At the War on Cancer lecture, they were displaying the causes of cancer. The biggest one was smoking. The second, though the lecturer would later acknowledge that he sort of “cheated” was diet/exercise/lifestyle (ie drinking etc). He would acknowledge that if this was broken down that it got a little more complex as overweight people who exercised were far healthier and far more likely to beat cancer than thin people who didn’t exercise. He would cover some of the other topics like genetics, environment etc. But I was intrigued by the fact that he skipped the 3rd highest cause of cancer (or the second if you break the combined one down), it was simply unknown. I have a disease in my head that has no known dietary, genetic, lifestyle or environmental components. It is the definition of a gigantic question mark. I am comforted/annoyed/intrigued by the fact that my doctors/friends/strangers point out that “you’re doing everything right” by listening to medical restrictions, being compliant on meds, shifting up the diet, staying healthy, enrolling Kiana in counseling. And I don’t believe I’ve done everything right but I do like my batting average but even so, so much has gone so unexpectedly right and so unexpectedly good. Yesterday, as we have before, I pretended to collapse and have Kiana find my phone in my pocket and call 911 (all but the dial stage). But then we went walking to Thundercloud where we won the gift certificates too from the Turkey Trot and I called the city of Austin and we’re considering staging a live thing. She’s done it with a counselor and with me but we may actually do a “live rehearsal.” I hope this never happens but maybe it’s worth trying. It hasn’t been settled.
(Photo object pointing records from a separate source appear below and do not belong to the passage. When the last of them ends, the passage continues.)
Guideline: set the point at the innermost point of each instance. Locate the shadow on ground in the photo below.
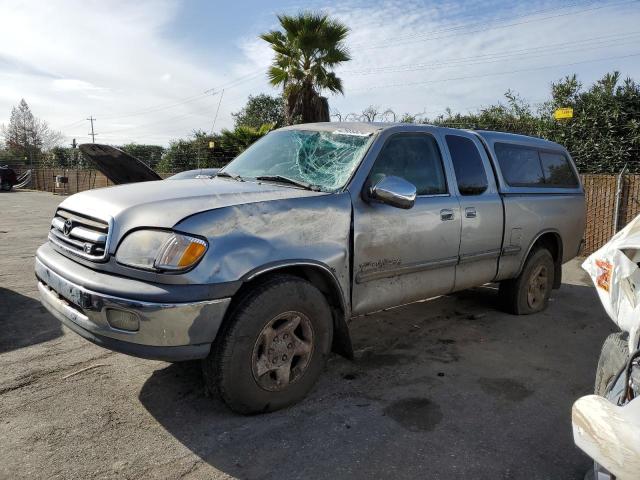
(451, 388)
(24, 322)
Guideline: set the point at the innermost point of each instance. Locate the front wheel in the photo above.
(274, 347)
(530, 291)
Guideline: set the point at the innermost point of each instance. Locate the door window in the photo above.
(414, 157)
(468, 165)
(557, 170)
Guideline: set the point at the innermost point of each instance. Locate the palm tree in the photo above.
(306, 52)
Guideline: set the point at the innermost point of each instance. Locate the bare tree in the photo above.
(26, 134)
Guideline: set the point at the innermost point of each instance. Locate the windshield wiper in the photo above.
(229, 175)
(290, 181)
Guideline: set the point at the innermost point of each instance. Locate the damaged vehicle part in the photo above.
(262, 266)
(606, 425)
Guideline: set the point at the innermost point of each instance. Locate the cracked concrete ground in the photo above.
(449, 388)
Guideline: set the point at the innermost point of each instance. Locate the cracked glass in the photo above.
(322, 159)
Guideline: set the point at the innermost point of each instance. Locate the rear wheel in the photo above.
(530, 291)
(274, 347)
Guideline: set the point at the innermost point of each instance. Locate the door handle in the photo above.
(446, 214)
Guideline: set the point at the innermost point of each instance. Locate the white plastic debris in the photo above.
(616, 276)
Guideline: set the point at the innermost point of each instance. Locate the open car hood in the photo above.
(616, 276)
(116, 165)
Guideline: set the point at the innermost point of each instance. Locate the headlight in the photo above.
(160, 250)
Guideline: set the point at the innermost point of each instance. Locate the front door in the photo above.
(401, 256)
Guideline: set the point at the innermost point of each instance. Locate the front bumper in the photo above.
(167, 331)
For a guy who keeps a pretty structured environment for his child, mine is simply running. It’s turning out to be Kiana’s too who 3 months into the marathon kids program is 13 miles done. They get me all day as a volunteer today before I do a track workout tonight. The reason I love this run less, run faster program is because it tells you what distance to run and at what speed to run it in. I guess some people do this with books, movies, food etc. I do it literally by getting some direction in how to put one foot in front of the other.
The unknown will be a part of my life for a long time, if not till the very end whenever that comes. That’s tough for the guy who was class president, team captain, board member. Those of us who do things like that is because we want to have some influence over the shape of things. And I don’t on some very big things. I still get pre race jitters but that nervousness, that doubt feeds some energy and shows that I still care. Yeah, I have some serious doubts now that custody is being challenged on my medical reasons but I have faith in the friends who will be testifying on my behalf even as I have doubt. Lilian Smith wrote
Faith and doubt both are needed - not as antagonists, but working side by side to take us around the unknown curve.